For over 150 years, the sisters’ province was linked to the Episcopal Church. In 2021 they affiliated with the Anglican Church in North America after controversies in the Episcopal Church, including the disciplining of an Episcopal Bishop of Albany who refused to bless same-sex couples.

The 2017 mandate from the superintendent of the New York State Department of Financial Services required that employers cover “medically necessary” abortions in their employee health insurance plans. The stated justification was that the state’s insurance law bars limits on or exclusion of coverage based on medical condition or treatment, the New York Times reports.

At minimum, medically necessary abortions would include abortions of pregnancies conceived in rape or incest or those in which the unborn child is malformed. However, the superintendent said that the determination of medical necessity is made by a patient’s health care provider, in consultation with the patient.

“The mandate thus appears to cover abortions of babies afflicted with Down Syndrome and other maladies,” said the petitioners’ brief.

The coalition of petitioners against the New York mandate also includes the Catholic dioceses of Albany and Ogdensburg; their Catholic Charities affiliates, as well as Catholic Charities, Diocese of Brooklyn; and the Carmelite Sisters for the Aged and Infirm. The First Bible Baptist Church of Hilton, New York is also a petitioner.

If the groups do not comply with the mandate, they could face fines of millions of dollars per year. Their petition to the Supreme Court argues that the state is making religious organizations choose between violating their core beliefs, being financially crushed, or closing down services.

Attorneys for the state of New York argued that the mandate’s exception mirrors language used in other contexts. They argued that there is no evidence that health insurance plans that cover abortions cost more money.

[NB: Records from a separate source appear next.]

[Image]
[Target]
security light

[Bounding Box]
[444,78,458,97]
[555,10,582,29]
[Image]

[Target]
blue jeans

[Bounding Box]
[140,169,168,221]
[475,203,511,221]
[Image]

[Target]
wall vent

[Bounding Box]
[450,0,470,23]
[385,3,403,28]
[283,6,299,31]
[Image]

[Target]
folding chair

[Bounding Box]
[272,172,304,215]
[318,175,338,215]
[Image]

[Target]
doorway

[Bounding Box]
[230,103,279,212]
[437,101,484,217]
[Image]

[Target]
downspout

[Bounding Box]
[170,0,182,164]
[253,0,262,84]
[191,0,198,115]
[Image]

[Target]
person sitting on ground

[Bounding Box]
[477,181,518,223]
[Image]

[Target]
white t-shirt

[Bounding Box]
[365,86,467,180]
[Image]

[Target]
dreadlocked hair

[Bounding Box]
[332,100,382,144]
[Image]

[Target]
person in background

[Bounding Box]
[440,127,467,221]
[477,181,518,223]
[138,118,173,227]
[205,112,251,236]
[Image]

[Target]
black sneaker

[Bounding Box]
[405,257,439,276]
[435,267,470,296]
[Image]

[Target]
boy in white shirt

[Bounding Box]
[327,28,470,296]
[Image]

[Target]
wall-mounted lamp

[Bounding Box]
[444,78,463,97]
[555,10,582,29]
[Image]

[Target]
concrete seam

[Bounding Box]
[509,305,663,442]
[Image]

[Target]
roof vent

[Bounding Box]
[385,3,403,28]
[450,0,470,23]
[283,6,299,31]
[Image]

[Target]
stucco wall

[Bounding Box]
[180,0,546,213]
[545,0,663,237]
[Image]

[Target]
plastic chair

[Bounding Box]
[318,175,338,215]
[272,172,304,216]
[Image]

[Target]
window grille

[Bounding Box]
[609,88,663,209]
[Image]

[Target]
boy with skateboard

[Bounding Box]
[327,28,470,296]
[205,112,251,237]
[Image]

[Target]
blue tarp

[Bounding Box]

“The record thus contains no evidence that by purchasing policies that include the subject coverage, a purchaser funds, even indirectly, medically necessary abortion services,” they argued, according to USA Today.

For his part, Roman Catholic Bishop Edward B. Scharfenberger of Albany said he was “confident” that the regulation will be “completely overturned as incompatible with our country’s First Amendment guarantee of religious liberty.”

“We are gratified and grateful that the Supreme Court has recognized the serious constitutional concerns over New York State’s heavy-handed abortion mandate on religious employers,” he said.

Some Supreme Court justices appeared more favorable towards giving the case a national platform. Justices Clarence Thomas, Samuel Alito, and Neil Gorsuch would have granted the petition for an appeal to the U.S. Supreme Court.

While religious freedom was for decades an unquestioned American principle, various controversies over health care mandates and LGBT rights claims have made it an area of dispute.

As CNA has previously reported, multiple wealthy donors have poured millions of dollars into a patronage network that aims to limit religious freedom protections that conflict with their vision of LGBT rights and abortion access. Some of these donors, such as the Arcus Foundation, have also backed religious groups that reject Christian teaching on abortion and sexual ethics.

The Covid-19 pandemic has also resulted in religious freedom debates and legal challenges about congregations and individuals who refuse to comply with pandemic mitigation measures and vaccine mandates.